Ce 24 avril résonne comme une date suspendue dans la mémoire collective. Ce jour-là, celui que l’on surnommait affectueusement « Papa Wemba » ou encore « Vieux Bokul » s’effondrait devant son public, fidèle jusqu’au dernier souffle à ce qui aura été le cœur de sa vie : la musique.
Une icône au-delà de la musique
Né Jules Shungu Wembadio Pene Kikumba, Papa Wemba n’était pas seulement un chanteur. Il était une institution, un symbole vivant de la rumba congolaise et de la culture urbaine africaine. Fondateur du groupe Viva La Musica, il a façonné des générations d’artistes et porté la musique congolaise sur les plus grandes scènes internationales.
Son influence dépassait largement le cadre artistique. Ambassadeur de la SAPE, il incarnait une élégance, une philosophie de vie, un art d’être qui a marqué toute une jeunesse africaine et diasporique.
Une disparition tragique, une mémoire éternelle
La disparition de Papa Wemba reste l’un des moments les plus marquants de l’histoire musicale africaine récente. Mourir sur scène, face à son public, dans un ultime geste artistique, a renforcé l’image d’un homme totalement dévoué à son art.

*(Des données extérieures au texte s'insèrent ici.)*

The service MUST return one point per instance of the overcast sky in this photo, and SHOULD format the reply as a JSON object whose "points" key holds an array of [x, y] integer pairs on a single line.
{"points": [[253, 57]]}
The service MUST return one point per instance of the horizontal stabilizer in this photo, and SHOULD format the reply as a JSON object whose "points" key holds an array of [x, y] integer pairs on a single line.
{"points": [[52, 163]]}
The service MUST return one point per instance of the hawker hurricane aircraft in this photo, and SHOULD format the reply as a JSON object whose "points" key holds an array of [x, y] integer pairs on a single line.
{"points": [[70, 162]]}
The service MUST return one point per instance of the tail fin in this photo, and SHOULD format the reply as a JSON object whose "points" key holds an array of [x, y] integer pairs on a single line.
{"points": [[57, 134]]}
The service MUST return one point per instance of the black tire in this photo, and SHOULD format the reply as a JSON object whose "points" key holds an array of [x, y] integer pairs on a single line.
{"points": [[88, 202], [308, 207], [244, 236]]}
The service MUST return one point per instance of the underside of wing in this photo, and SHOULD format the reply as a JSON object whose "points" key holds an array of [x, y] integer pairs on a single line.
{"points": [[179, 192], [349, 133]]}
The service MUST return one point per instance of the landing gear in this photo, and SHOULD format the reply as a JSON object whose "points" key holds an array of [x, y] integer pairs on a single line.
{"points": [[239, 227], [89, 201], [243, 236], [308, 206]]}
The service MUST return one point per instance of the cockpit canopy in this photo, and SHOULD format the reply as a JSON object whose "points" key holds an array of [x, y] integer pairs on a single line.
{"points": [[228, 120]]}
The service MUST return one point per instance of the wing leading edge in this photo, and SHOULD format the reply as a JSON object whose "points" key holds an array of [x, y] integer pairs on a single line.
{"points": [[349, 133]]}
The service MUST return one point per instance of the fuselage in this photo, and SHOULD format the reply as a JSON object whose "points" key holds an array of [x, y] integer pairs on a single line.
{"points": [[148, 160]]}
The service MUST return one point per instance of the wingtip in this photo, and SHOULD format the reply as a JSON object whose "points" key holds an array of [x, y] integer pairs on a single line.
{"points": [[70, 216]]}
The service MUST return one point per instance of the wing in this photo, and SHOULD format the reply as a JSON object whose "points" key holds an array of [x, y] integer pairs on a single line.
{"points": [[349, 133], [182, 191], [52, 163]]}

Dix ans plus tard, ses chansons continuent de résonner dans les rues de Kinshasa, de Goma, et bien au-delà des frontières africaines. Des titres devenus intemporels, qui racontent l’amour, la société, les espoirs et les réalités d’un peuple.
L’héritage d’un monument
Aujourd’hui, l’héritage de Papa Wemba est toujours vivant. Plusieurs artistes contemporains revendiquent son influence, tandis que ses œuvres continuent d’être redécouvertes par une nouvelle génération.
Des cérémonies commémoratives, concerts hommage et diffusions spéciales sont organisés à travers le continent pour marquer cette décennie de mémoire. Plus qu’un hommage, c’est une reconnaissance collective d’un héritage culturel inestimable.

Une voix qui ne s’éteint jamais
Dix ans après, Papa Wemba n’a pas disparu. Il vit dans chaque mélodie, dans chaque pas de danse, dans chaque costume élégant inspiré de la SAPE. Il vit dans la mémoire d’un peuple et dans le cœur de millions de fans.
Ce 24 avril 2026 n’est pas seulement une date de deuil. C’est aussi une célébration. Celle d’une vie dédiée à l’art, d’un homme devenu légende, et d’une voix qui, malgré le silence, continue de chanter.